Over the course of twelve months, thousands of people have lost their jobs all around the country. Detroit has been hit especially hard, as the automotive industry continues its struggle to regain financial solvency. Thousands more have lost their homes as a result of foreclosure.
The reality of chestnuts roasting on an open fire, for some, means opening a can of SPAM and feeding a family of four. It means having to turn on an oven to heat the home or explaining to the children why there are no gifts underneath the Christmas tree.
Often times, I find myself wanting to give back more than I can afford. But giving back doesn't require millions of dollars.
It's as easy as donating old clothes or giving away canned goods. It's as easy as doing service learning when it's not required for a class. And it's as easy as smiling back at a homeless person, whom you normally would pass.

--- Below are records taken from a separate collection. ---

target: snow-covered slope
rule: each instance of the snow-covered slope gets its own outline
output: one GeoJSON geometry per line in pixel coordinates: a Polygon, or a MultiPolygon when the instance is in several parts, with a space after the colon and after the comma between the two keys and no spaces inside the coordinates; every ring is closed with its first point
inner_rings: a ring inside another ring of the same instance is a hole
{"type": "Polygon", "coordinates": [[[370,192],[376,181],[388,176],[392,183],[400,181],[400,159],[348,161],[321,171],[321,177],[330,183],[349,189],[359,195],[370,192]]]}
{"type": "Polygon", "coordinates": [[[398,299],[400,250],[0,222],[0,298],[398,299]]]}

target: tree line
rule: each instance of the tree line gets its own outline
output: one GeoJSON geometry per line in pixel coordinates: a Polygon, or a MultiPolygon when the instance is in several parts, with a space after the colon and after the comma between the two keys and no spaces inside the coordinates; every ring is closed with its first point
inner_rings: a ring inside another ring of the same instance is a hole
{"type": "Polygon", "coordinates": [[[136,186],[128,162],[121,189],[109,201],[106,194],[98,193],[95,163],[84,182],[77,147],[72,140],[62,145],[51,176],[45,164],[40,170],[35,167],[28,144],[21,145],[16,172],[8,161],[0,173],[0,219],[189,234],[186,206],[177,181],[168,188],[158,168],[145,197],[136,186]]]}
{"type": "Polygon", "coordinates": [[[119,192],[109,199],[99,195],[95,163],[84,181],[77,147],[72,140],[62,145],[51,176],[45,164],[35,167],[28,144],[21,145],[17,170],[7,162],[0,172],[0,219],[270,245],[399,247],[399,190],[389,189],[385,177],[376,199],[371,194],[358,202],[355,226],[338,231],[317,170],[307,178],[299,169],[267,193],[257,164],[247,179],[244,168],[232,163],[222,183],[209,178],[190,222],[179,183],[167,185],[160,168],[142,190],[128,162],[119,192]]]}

As warm as the holidays may feel for many, it can be very cold for others. By taking just a little time out of your day to give back, you could change someone's life.
Not everyone who ends up homeless, jobless or hungry has made a series of bad decisions to get there. In many cases, people have experienced a series of misfortunes.
I live by the saying "Give and it will come back to you," because it really does come back - and in more ways than one.
I would like to encourage every student at UDM to give back this holiday season because you never know when you might be the one in need of a helping hand.